OpenOffice.org has officially rolled out the second version of its open-source productivity suite, and its backers are hoping that new features and support from government agencies will give the application the boost it needs to take on Microsoft Office.
The latest version, available for free, has been under development for two years and is compatible with Windows, Linux, and Solaris. The software takes advantage of open-source code developed by Sun Microsystems and first released in 2000 as the OpenOffice.org project. The code also is behind Sun's StarOffice 8, which is sold commercially.
Recent attention from the Commonwealth of Massachusetts could give OpenOffice.org a push. State officials, arguing that documents should be based on open-source formats rather than proprietary ones, have become staunch supporters of OpenOffice.org and the OpenDocument format.
Good Reason To Switch
But OpenOffice.org needs to provide people with a compelling reason to make a shift from Microsoft, said Laura DiDio, a research fellow at Yankee Group.
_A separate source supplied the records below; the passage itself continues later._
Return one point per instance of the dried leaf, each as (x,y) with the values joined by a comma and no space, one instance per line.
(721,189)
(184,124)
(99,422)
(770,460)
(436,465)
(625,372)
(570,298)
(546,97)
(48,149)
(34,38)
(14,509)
"Microsoft has been doing everything it can to ensure that customers are comfortable with its product," DiDio says. "People need a reason to move to a new product. They don't need a reason to stay with an old one."
New features of OpenOffice.org include a redesigned interface, a database application, and wider compatibility with Microsoft Office document formats and export-to-PDF components.
Hurdle of Familiarity
According to Didio, OpenOffice.org needs time to build up adequate technical maintenance, service, and support systems, especially when it is trying to replace a nearly ubiquitous product.
"Who do you call if you need a fix? With Microsoft you can call your hardware manufacturer, who will be familiar with the product and any known bugs and can then offer a fix," she said.
In the case of free software, DiDio said, warranties are not good and seldom improve. Governments might be looking at getting out from under Windows license agreements, but still they risk paying for similar services, she said.
"Governments who think they can cut costs by switching to Linux and open source distribution are not considering that this is a relatively immature market that does not have as many applications built for it and is without a structured mechanism through which users can receive help when the technology goes south."